At a recent cookbook club gathering this colorful salad was one of the dishes I brought along for our vegan themed evening. The slightly adapted salad recipe is originally by restaurant owner and cookbook author, Tal Ronnen. Found one of his best vegan recipes over at vogue.com and thought it was from his vegan cookbook, Crossroads. Anyways, I ended up bringing along another vegan dish to the gathering, a salty and nutty kalamata tapanade recipe from his cookbook, plan on sharing in another post.
This refreshing Chopped Autumn Salad (original name) has plenty of crunch, so dicing up the fruit and vegetables into small pieces is advised, otherwise it could be quite a mouthful to eat. Love the mild peppery cabbage like flavor of kohlrabi and the sweetness of the persimmon, not common ingredients that go into my usual salad making, but shall be included from now on. I peeled the skin from the persimmon but you can leave it on if you wish. I grow mint in the garden so had plenty for the lovely sweet mint dressing. You might want to half the quantity when making the dressing , it’s more than you will need for one salad. Also, used ordinary blanched almonds instead of macrona almonds suggested in the original recipe.
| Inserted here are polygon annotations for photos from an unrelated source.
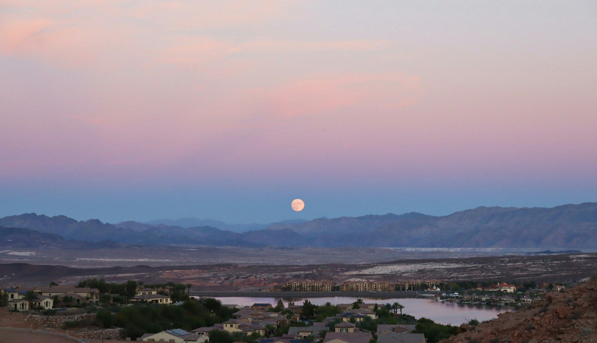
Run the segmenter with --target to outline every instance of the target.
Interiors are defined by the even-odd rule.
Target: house
[[[324,343],[369,343],[372,338],[369,332],[328,332]]]
[[[0,291],[0,293],[8,293],[8,300],[11,299],[19,299],[19,291],[14,288],[5,288]]]
[[[259,343],[309,343],[306,339],[296,339],[293,338],[282,338],[281,337],[270,337],[261,338]]]
[[[351,310],[352,307],[355,305],[354,304],[338,304],[336,305],[338,308],[341,310],[343,311],[346,311],[347,310]]]
[[[344,321],[348,321],[351,318],[354,318],[357,321],[361,321],[363,320],[366,316],[371,317],[371,319],[377,318],[377,314],[374,311],[371,311],[366,307],[364,308],[354,308],[353,310],[349,310],[340,315],[340,317],[341,318],[342,320]]]
[[[380,333],[377,343],[425,343],[423,333]]]
[[[222,328],[228,332],[242,332],[247,335],[256,332],[261,336],[265,334],[265,325],[260,321],[253,321],[247,318],[230,319],[222,324]]]
[[[33,289],[34,292],[42,296],[53,296],[54,295],[73,296],[76,297],[80,302],[89,302],[99,304],[100,302],[100,291],[97,288],[88,287],[72,287],[70,286],[51,286],[50,287],[38,287]],[[72,293],[72,294],[71,294]],[[73,298],[75,298],[73,296]]]
[[[145,295],[146,294],[158,294],[158,290],[153,288],[143,288],[140,286],[137,286],[137,295]]]
[[[319,337],[319,332],[322,330],[327,330],[327,327],[325,326],[291,326],[288,328],[288,333],[287,335],[288,337],[291,336],[293,338],[297,339],[303,339],[309,335],[313,335],[315,337]]]
[[[293,313],[296,314],[303,314],[303,307],[300,305],[289,305],[286,307],[286,310],[290,310],[293,311]]]
[[[8,307],[13,311],[22,312],[29,310],[29,302],[24,299],[17,298],[8,301]]]
[[[416,325],[379,324],[377,325],[377,335],[380,333],[405,333],[414,331]]]
[[[222,306],[232,310],[241,310],[242,308],[242,306],[240,305],[236,305],[236,304],[223,304]]]
[[[33,308],[42,307],[44,310],[50,310],[54,307],[54,297],[49,295],[38,296],[38,299],[31,303]]]
[[[331,280],[291,280],[285,289],[291,292],[331,292],[335,284]]]
[[[153,304],[172,304],[172,299],[170,295],[162,295],[161,294],[145,294],[143,295],[136,295],[133,297],[131,301],[146,302]]]
[[[157,333],[146,333],[141,336],[143,342],[174,342],[175,343],[184,343],[185,342],[196,342],[204,343],[209,341],[209,338],[202,335],[193,335],[182,329],[173,329],[166,330]]]
[[[204,327],[198,327],[195,330],[191,330],[191,333],[193,335],[202,335],[204,336],[210,336],[210,332],[211,332],[214,330],[217,331],[226,331],[224,329],[217,326],[218,324],[216,324],[213,326],[207,326]],[[221,324],[220,325],[221,325]]]
[[[334,326],[335,332],[354,332],[356,324],[353,323],[343,321]]]
[[[263,318],[264,313],[261,311],[253,310],[250,306],[245,306],[232,314],[235,318],[246,317],[250,318]]]
[[[255,303],[251,307],[251,308],[257,311],[269,311],[270,308],[272,308],[272,304]]]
You can prepare the salad and mint dressing some hours in advance and before serving all you need do is toss the salad ingredients and dressing together. Remember, toss the diced apple in lemon juice to stop it turning brown if you plan on getting ahead. White balsamic vinegar is an ingredient in the mint dressing, do check it for sweetness before adding the brown sugar, it may make the dressing too sweet for you liking. Halved the amount of back pepper and used about a quarter teaspoon instead.
A lovely fresh and healthy salad recipe, perfect for your next barbecue or for taking along to a friends.
Kholrabi and Persimmon Chopped Salad
6 cups rocket
2 kholrabi, peeled and diced into quarter-inch cubes
2 persimmons, peeled and diced into quarter-inch cubes
2 granny smith apples, diced into quarter-inch cubes
1/2 red onion, peeled and thinly sliced
1/2 cup fresh pomegranate seeds
1/4 cup blanched chopped almonds
For the Mint Vinaigrette:
1 1/2 cups fresh mint leaves
1 tablespoon fresh ﬂat-leaf parsley leaves
1/4 cup white balsamic vinegar
2 garlic cloves, peeled and coarsely chopped
1 small shallot, peeled and coarsely chopped
1 teaspoon light brown sugar
1/2 teaspoon sea salt
1/2 teaspoon freshly ground black pepper
3/4 cup grape seed oil
How to make:
Place the mint leaves, parsley, balsamic vinegar, garlic, shallot, sugar, salt, and pepper into a food processor and process for about a minute, until smooth. With the motor running, slowly pour in the oil in a steady stream until incorporated. Pour the vinaigrette into a lidded container or jar and refrigerate until needed. Shake the dressing well just before using. Leftover vinaigrette can be kept in the refrigerator for about 3 days.
Place the rocket, kholrabi, persimmon, apple, red onion and pomegranate seeds into a large bowl. Drizzle over some mint dressing and toss all the ingredients together. Check seasoning and add more dressing if required. Transfer all the ingredients to a serving dish and scatter over the chopped almonds and serve.